14 juillet 2026

Afrique Horizon

Prospective et actualités africaines : économie, diplomatie, développement et souveraineté du continent.

Procès au Mali : six proches de Bah N’Daw face à la justice pour complot

Le Mali s’apprête à vivre une journée judiciaire majeure ce mardi, avec l’ouverture d’un procès qui s’inscrit dans la continuité des tensions politiques récentes. Six personnalités, toutes liées à l’ancien président de transition Bah N’Daw, comparaissent devant les chambres criminelles de la cour d’appel de Bamako. Ces individus, placés en détention depuis 2021, sont accusés de tentative de complot contre les autorités en place.

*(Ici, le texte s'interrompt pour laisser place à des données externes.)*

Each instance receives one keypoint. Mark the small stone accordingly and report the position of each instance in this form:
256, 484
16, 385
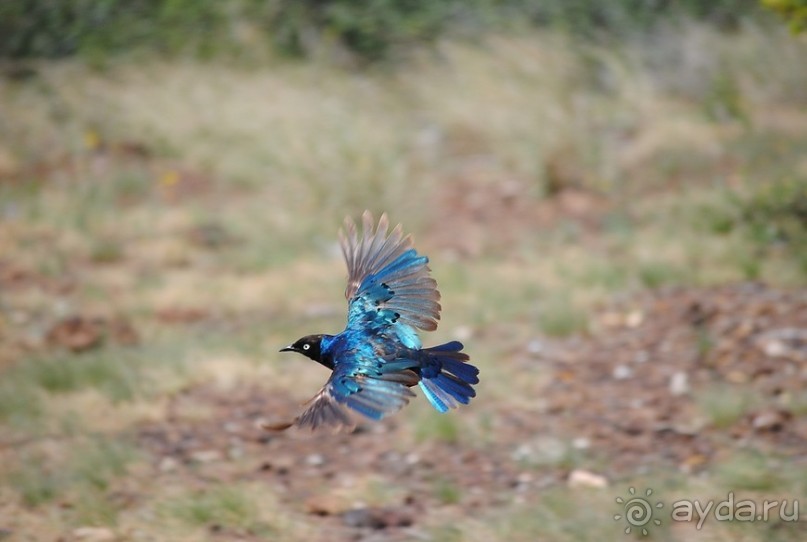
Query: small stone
581, 443
412, 458
679, 384
315, 460
642, 356
94, 534
737, 377
584, 478
622, 372
206, 456
535, 347
376, 518
326, 505
235, 452
769, 420
232, 427
168, 464
634, 318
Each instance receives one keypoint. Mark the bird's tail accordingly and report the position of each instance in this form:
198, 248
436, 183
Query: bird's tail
447, 377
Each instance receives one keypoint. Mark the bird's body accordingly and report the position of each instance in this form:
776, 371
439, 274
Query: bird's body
379, 356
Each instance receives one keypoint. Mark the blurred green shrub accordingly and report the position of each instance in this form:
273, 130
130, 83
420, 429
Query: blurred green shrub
774, 215
58, 28
777, 213
370, 29
795, 11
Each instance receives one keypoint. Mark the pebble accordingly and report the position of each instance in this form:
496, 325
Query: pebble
535, 347
315, 460
581, 443
326, 505
94, 534
168, 464
679, 384
622, 372
584, 478
206, 456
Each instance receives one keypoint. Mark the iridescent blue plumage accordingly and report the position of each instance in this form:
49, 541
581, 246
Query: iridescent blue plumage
379, 356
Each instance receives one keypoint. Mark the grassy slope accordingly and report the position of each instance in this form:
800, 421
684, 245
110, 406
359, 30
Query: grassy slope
233, 211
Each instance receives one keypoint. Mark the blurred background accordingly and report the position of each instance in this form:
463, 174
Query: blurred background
613, 196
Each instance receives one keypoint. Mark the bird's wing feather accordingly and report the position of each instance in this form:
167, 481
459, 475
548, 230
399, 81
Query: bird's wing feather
370, 388
388, 282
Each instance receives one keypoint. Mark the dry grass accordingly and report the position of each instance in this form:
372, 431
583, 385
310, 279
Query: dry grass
232, 213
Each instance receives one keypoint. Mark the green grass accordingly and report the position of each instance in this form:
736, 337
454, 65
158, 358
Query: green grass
110, 370
675, 162
560, 318
219, 505
35, 481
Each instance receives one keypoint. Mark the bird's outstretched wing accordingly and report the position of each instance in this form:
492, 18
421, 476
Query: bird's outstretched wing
370, 387
388, 282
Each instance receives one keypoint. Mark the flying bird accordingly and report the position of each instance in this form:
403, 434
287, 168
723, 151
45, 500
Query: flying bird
379, 357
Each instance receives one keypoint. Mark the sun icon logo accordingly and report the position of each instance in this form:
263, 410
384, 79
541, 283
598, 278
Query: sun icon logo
638, 511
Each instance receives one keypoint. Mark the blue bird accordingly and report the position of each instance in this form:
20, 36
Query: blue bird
379, 356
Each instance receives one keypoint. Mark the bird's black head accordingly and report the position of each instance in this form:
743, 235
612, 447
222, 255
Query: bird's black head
308, 346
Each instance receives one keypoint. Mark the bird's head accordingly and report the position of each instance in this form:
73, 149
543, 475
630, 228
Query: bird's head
308, 346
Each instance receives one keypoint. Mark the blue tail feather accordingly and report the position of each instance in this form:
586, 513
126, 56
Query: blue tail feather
446, 377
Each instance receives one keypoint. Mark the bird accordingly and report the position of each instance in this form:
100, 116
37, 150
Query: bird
379, 356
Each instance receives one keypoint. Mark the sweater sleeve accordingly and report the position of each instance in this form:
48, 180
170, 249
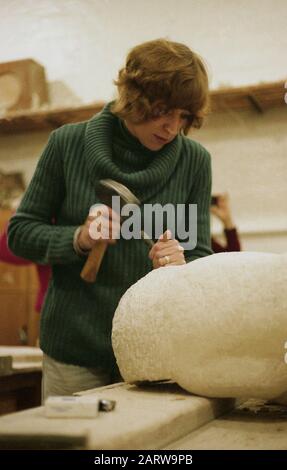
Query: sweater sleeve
6, 255
201, 195
31, 234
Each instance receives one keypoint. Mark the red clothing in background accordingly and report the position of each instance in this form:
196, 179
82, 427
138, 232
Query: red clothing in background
43, 271
232, 242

Parmi les accusés figurent des figures clés de l’ancienne transition malienne. Le colonel Kassoum Goïta, ex-directeur de la Sécurité d’État, et Kalilou Doumbia, ancien secrétaire général de la présidence, font partie de ce groupe. Contrairement au général Assimi Goïta, actuel président de transition, le colonel Kassoum Goïta n’a aucun lien familial avec lui. Les autres prévenus incluent un adjudant-chef de la Sécurité d’État, un commissaire de police, un homme d’affaires et un marabout. Aucun détail précis sur les faits reprochés n’a été communiqué par les autorités maliennes.

Un procès aux allures politiques

Dès le début de cette affaire, les avocats de la défense ont dénoncé un procès à caractère politique. Selon eux, les six accusés sont ciblés en raison de leur proximité avec Bah N’Daw, renversé lors du second coup d’État de mai 2021. Les défenseurs soulignent que leurs clients n’ont jamais cessé de clamer leur innocence, malgré les accusations portées contre eux.

Les procédures judiciaires autour de cette affaire ont connu des rebondissements. En juin 2022, un non-lieu a été prononcé en faveur de Kalilou Doumbia et de l’ancien commissaire de police Moustapha Diakité. Pourtant, ces deux hommes sont restés détenus. En janvier 2023, la cour d’appel a finalement ordonné leur renvoi devant la juridiction criminelle. Depuis, toutes leurs demandes de mise en liberté provisoire ont été rejetées.

Des accusations niées et des procédures en suspens

Lors de l’audience, les six prévenus seront présents pour répondre aux charges retenues contre eux. Leurs avocats espèrent que ce procès permettra enfin de démêler la réalité des accusations et de prouver l’absence de fondement des faits reprochés. En parallèle, en décembre 2021, les conseils de la défense avaient déposé une plainte contre le général Modibo Koné, actuel directeur de la Sécurité d’État, pour des irrégularités présumées lors des interpellations. Cette procédure, toujours en suspens, n’a connu aucune avancée à ce jour.

Cette affaire illustre les profondes divisions politiques qui traversent le Mali depuis plusieurs années. Alors que le pays tente de stabiliser son parcours institutionnel, ce procès soulève des questions sur l’indépendance de la justice et la gestion des transitions politiques.